Antes, contudo, umas notas para contextualizar o assunto. Afinal, estamos
falando, senão do último romance, daquele que fecundou todos os que vieram
depois.
Escrito entre 1914 e 1922, enquanto Joyce morou em Trieste, Zurique e Paris,
Ulisses desenvolve-se em torno a três personagens, os quais
impregnam, com seu selo, as três partes do romance: S, de Stephen
Dedalus, P, de Poldy e M, de Molly, os dois últimos, respectivamente,
hipocorísticos de Leopold Paula Bloom e Marion Bloom. Os que o consideraram
o cume de todos os romances, chegaram a essa consideração devido a seu caráter
de paródia de A Odisséia, de Homero. O substrato para tal estava contido
em uma frase atribuída a Kierkegaard: toda fase histórica termina com
a paródia de si própria. Era o que tinha acontecido com o Don Quixote
em relação aos romances de cavalaria.
Ulisses, dizem, nasceu com um estigma: o de difícil – ou
mesmo impossível – leitura. Pode ser! Mas não se pode deixar de lembrar que
as primeiras edições das duas traduções ao português esgotaram-se rapidamente.
Em 2008, a editora Alfaguara Brasil fez outra edição da tradução de Bernardina.
As dificuldades parecem dever-se a duas vertentes: de um lado, um certo
desconhecimento da intimidade do mito grego e, de outro, o fato de utilizar
um inglês impregnado de dialeto irlandês e também de outras ilhas britânicas,
do slang americano, de dialetos não expressos literariamente, além
de citações e alusões veladas da Bíblia e dos escolásticos, de obras escritas
em grego, latim, francês, italiano, hebraico, alemão, quando utiliza muitas
vezes palavras no idioma original, sem a menor cerimônia.
A relação com o clássico de Homero tem sido estabelecida assim: os três
primeiros capítulos, a parte S, em que traz à cena o personagem de
O retrato do artista quando jovem, Stephen Dedalus, compreende-se
como uma referência ao filho de Odisseu, Telêmaco, e representa a arte. Os
doze capítulos seguintes levam a marca de Leopold Bloom: uma paródia do próprio
Odisseu a viver sua odisseia de 18 anos em um único dia, e representa a ciência.
Os três últimos capítulos têm como marca o M de Molly Bloom. Aí encontraremos
o derradeiro deles composto com 8 frases, sem nenhuma vírgula e um único
ponto, bem no meio, entre a quarta e a quinta frase, distribuídas ao longo
de 42 páginas; representa a mãe-terra. Estou de acordo. Contudo,
para mim, insiste uma frase do Fausto, de Goethe: Nicht Kunst und Wissenschaft
allein, Geduld will bei dem Werke sein (Faust I – Arte e Ciência
por si sós não andam, é preciso paciência para o trabalho ir em frente).
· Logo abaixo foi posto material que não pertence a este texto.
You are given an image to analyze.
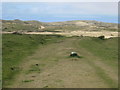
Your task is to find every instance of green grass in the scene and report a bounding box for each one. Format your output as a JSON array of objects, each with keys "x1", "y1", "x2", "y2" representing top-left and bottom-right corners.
[
  {"x1": 76, "y1": 37, "x2": 118, "y2": 88},
  {"x1": 79, "y1": 37, "x2": 118, "y2": 68},
  {"x1": 84, "y1": 54, "x2": 118, "y2": 88},
  {"x1": 2, "y1": 34, "x2": 118, "y2": 87},
  {"x1": 26, "y1": 65, "x2": 41, "y2": 74},
  {"x1": 22, "y1": 80, "x2": 34, "y2": 83},
  {"x1": 2, "y1": 34, "x2": 65, "y2": 86}
]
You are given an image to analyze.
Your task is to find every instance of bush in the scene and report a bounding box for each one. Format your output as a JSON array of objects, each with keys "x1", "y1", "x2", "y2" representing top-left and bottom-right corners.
[{"x1": 98, "y1": 35, "x2": 105, "y2": 40}]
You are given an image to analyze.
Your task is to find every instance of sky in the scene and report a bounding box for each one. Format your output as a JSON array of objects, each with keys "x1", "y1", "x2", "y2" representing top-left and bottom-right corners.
[
  {"x1": 2, "y1": 0, "x2": 120, "y2": 2},
  {"x1": 2, "y1": 2, "x2": 118, "y2": 23}
]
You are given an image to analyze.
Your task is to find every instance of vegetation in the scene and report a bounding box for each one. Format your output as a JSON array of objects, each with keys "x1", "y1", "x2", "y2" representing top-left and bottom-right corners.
[
  {"x1": 98, "y1": 35, "x2": 105, "y2": 40},
  {"x1": 80, "y1": 37, "x2": 118, "y2": 68},
  {"x1": 22, "y1": 80, "x2": 34, "y2": 83},
  {"x1": 2, "y1": 34, "x2": 64, "y2": 86},
  {"x1": 2, "y1": 20, "x2": 118, "y2": 32},
  {"x1": 2, "y1": 34, "x2": 118, "y2": 88}
]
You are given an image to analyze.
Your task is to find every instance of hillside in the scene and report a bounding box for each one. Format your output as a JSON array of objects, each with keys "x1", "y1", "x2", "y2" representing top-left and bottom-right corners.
[{"x1": 2, "y1": 19, "x2": 118, "y2": 32}]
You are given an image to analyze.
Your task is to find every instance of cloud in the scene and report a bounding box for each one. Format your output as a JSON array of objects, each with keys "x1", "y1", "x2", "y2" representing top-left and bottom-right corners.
[
  {"x1": 2, "y1": 2, "x2": 117, "y2": 16},
  {"x1": 69, "y1": 2, "x2": 118, "y2": 15},
  {"x1": 22, "y1": 2, "x2": 117, "y2": 16}
]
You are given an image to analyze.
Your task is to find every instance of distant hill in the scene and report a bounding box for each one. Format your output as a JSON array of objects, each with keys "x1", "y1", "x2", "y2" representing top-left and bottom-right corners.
[{"x1": 2, "y1": 19, "x2": 118, "y2": 32}]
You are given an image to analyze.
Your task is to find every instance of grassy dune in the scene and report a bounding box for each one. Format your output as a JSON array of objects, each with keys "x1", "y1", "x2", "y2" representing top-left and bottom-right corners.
[
  {"x1": 2, "y1": 34, "x2": 118, "y2": 88},
  {"x1": 2, "y1": 20, "x2": 118, "y2": 32}
]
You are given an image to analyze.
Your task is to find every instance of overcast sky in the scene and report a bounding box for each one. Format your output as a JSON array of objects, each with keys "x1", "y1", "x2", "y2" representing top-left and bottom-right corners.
[{"x1": 2, "y1": 2, "x2": 118, "y2": 23}]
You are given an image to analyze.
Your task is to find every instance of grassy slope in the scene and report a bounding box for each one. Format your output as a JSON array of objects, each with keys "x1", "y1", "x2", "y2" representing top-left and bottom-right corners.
[
  {"x1": 79, "y1": 37, "x2": 118, "y2": 68},
  {"x1": 74, "y1": 37, "x2": 118, "y2": 88},
  {"x1": 2, "y1": 34, "x2": 64, "y2": 86}
]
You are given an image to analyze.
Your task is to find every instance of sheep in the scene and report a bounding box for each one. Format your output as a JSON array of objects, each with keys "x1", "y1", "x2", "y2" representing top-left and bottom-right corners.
[{"x1": 70, "y1": 52, "x2": 78, "y2": 57}]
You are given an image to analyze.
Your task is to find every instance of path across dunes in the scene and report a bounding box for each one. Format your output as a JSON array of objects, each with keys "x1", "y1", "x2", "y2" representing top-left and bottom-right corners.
[
  {"x1": 6, "y1": 37, "x2": 118, "y2": 88},
  {"x1": 2, "y1": 31, "x2": 118, "y2": 39}
]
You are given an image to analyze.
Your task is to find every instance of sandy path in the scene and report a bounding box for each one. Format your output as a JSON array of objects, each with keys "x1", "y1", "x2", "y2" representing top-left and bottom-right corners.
[
  {"x1": 2, "y1": 31, "x2": 118, "y2": 38},
  {"x1": 6, "y1": 38, "x2": 118, "y2": 88}
]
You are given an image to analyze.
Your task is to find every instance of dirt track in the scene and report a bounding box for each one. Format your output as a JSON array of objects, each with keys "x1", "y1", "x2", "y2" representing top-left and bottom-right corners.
[
  {"x1": 2, "y1": 31, "x2": 118, "y2": 38},
  {"x1": 6, "y1": 38, "x2": 118, "y2": 88}
]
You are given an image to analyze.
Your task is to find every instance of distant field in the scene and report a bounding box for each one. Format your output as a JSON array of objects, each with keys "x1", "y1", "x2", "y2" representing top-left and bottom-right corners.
[{"x1": 2, "y1": 34, "x2": 118, "y2": 88}]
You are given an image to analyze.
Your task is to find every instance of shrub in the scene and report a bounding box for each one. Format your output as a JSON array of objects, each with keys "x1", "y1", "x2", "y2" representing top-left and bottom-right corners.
[{"x1": 98, "y1": 35, "x2": 105, "y2": 40}]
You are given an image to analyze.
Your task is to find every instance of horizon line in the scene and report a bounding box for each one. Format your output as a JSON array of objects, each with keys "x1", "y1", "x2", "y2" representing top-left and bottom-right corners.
[{"x1": 1, "y1": 19, "x2": 118, "y2": 24}]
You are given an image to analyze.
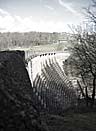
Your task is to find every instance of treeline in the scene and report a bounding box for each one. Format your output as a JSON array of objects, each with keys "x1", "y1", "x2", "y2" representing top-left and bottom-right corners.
[{"x1": 0, "y1": 32, "x2": 72, "y2": 50}]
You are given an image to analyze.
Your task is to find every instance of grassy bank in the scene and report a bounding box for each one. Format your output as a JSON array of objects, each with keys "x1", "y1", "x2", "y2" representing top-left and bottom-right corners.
[{"x1": 40, "y1": 111, "x2": 96, "y2": 131}]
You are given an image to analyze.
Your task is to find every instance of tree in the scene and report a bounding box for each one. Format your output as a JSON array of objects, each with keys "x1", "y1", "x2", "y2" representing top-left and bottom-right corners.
[
  {"x1": 63, "y1": 0, "x2": 96, "y2": 107},
  {"x1": 86, "y1": 0, "x2": 96, "y2": 25}
]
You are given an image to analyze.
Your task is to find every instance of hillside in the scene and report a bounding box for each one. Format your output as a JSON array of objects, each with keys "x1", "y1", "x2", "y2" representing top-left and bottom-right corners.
[{"x1": 0, "y1": 32, "x2": 73, "y2": 51}]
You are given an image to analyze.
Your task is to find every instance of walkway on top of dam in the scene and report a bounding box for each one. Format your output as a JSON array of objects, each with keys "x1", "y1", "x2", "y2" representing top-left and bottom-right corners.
[{"x1": 25, "y1": 50, "x2": 70, "y2": 62}]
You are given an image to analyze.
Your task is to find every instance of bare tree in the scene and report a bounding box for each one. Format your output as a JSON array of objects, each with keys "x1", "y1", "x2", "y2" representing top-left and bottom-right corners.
[
  {"x1": 86, "y1": 0, "x2": 96, "y2": 25},
  {"x1": 63, "y1": 0, "x2": 96, "y2": 107},
  {"x1": 65, "y1": 27, "x2": 96, "y2": 107}
]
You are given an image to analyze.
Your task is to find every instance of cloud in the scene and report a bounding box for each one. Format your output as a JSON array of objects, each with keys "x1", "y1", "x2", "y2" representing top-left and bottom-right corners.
[
  {"x1": 44, "y1": 5, "x2": 54, "y2": 11},
  {"x1": 58, "y1": 0, "x2": 78, "y2": 15},
  {"x1": 0, "y1": 15, "x2": 71, "y2": 32},
  {"x1": 0, "y1": 8, "x2": 83, "y2": 33},
  {"x1": 0, "y1": 27, "x2": 6, "y2": 31},
  {"x1": 0, "y1": 8, "x2": 10, "y2": 15}
]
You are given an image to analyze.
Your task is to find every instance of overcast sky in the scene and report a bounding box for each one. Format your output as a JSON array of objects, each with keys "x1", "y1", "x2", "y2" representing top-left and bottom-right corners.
[{"x1": 0, "y1": 0, "x2": 91, "y2": 32}]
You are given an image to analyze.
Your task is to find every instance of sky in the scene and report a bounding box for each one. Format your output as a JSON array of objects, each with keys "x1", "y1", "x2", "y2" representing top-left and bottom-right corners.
[{"x1": 0, "y1": 0, "x2": 91, "y2": 32}]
Se o filho e o pai representam a arte e a ciência, Molly por certo há de
representar também a Geduld, a paciência.
Quando se fala em Ulisses, a primeira coisa que em geral as pessoas
associam é o que se chama de fluxo de consciência. Entrou de moda
nessa época, e nunca mais saiu. Muitos autores a utilizaram, como Virginia
Woolf, para citar um de seus expoentes, e que muitos consideram mesmo uma
de suas criadoras, mas também, ainda antes dela, Édouard Dujardin que, em
1888, publicou Os loureiros estão cortados, do conhecimento
de Joyce. Hoje, o fluxo de consciência tornou-se quase um lugar comum.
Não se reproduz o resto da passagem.